$1,350,000 Recovery in Cataract Surgery Resulting in Monocular Blindness Case
Daryl L. Zaslow of Eichen Crutchlow Zaslow, LLP (Edison, Red Bank and Toms River), obtained a $1,350,000 settlement on behalf of a 77-year-old woman who lost vision in her left eye following a cataract extraction performed on July 18, 2012.
On July 18, 2012, Mr. Zaslow’s client presented for cataract extraction with intraocular lens implant of the left eye to be performed by the Defendant ophthalmologist. Before the operation began the anesthesiologist for the procedure, who was also a Defendant, noted that the patient was having problems with coughing prior to the start of the surgery. Although both Defendant physicians observed the patient coughing prior to the inception of the procedure neither considered the degree of coughing to pose a risk to the patient. As such, the surgery was initiated, and the Operative Report notes the patient was coughing and that she was “repeatedly” asked to clear her throat.
After the lens capsule was opened, the patient began to cough uncontrollably. A nasal choroidal hemorrhage developed, and the remainder of the operation was aborted without the placement of an intraocular lens. Following her eye surgery, the Plaintiff developed retinal complications which Mr. Zaslow and Plaintiff’s experts argued were caused from the Defendants’ decision to proceed with this elective surgery on a patient who was demonstrating periods of uncontrollable coughing and concomitant movement prior to the inception of the procedure. As a result, despite multiple procedures by retinal specialists she lost sight in her left eye.
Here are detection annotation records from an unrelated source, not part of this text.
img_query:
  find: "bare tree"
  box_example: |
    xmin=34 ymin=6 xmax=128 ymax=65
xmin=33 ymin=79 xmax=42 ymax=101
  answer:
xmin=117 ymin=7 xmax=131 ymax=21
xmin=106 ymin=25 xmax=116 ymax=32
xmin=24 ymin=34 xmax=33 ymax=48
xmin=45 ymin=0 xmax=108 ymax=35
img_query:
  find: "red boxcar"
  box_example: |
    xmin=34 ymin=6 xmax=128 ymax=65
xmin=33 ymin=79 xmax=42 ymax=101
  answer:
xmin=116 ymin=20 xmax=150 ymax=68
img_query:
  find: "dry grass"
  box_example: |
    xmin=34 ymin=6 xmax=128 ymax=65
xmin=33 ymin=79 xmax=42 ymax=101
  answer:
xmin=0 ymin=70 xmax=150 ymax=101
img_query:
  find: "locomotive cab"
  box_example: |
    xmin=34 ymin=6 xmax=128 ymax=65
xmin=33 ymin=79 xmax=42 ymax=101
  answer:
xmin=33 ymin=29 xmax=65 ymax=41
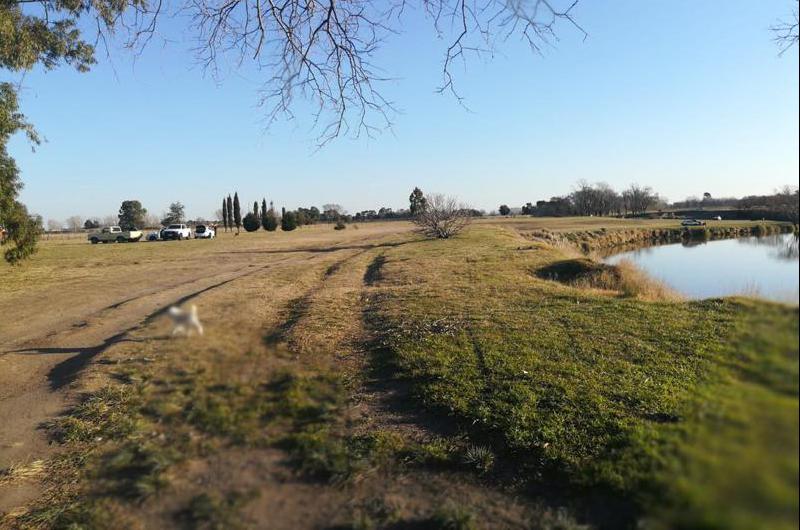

Mr. Zaslow served experts reports from an ophthalmologist and an anesthesiologist who opined the defendant ophthalmologist and defendant anesthesiologist both had an independent duty to suspend this elective procedure well before it was started.
The defense and their experts maintained that although the patient did demonstrate some mild coughing prior to the start of surgery, she was able to stop coughing before the surgery was started, so proceeding with the surgery was appropriate. They further maintained that the patient first developed “uncontrollable” coughing only after the capsulorrhexis had been formed, and at that point the procedure could not be stopped without significant risk to the patient.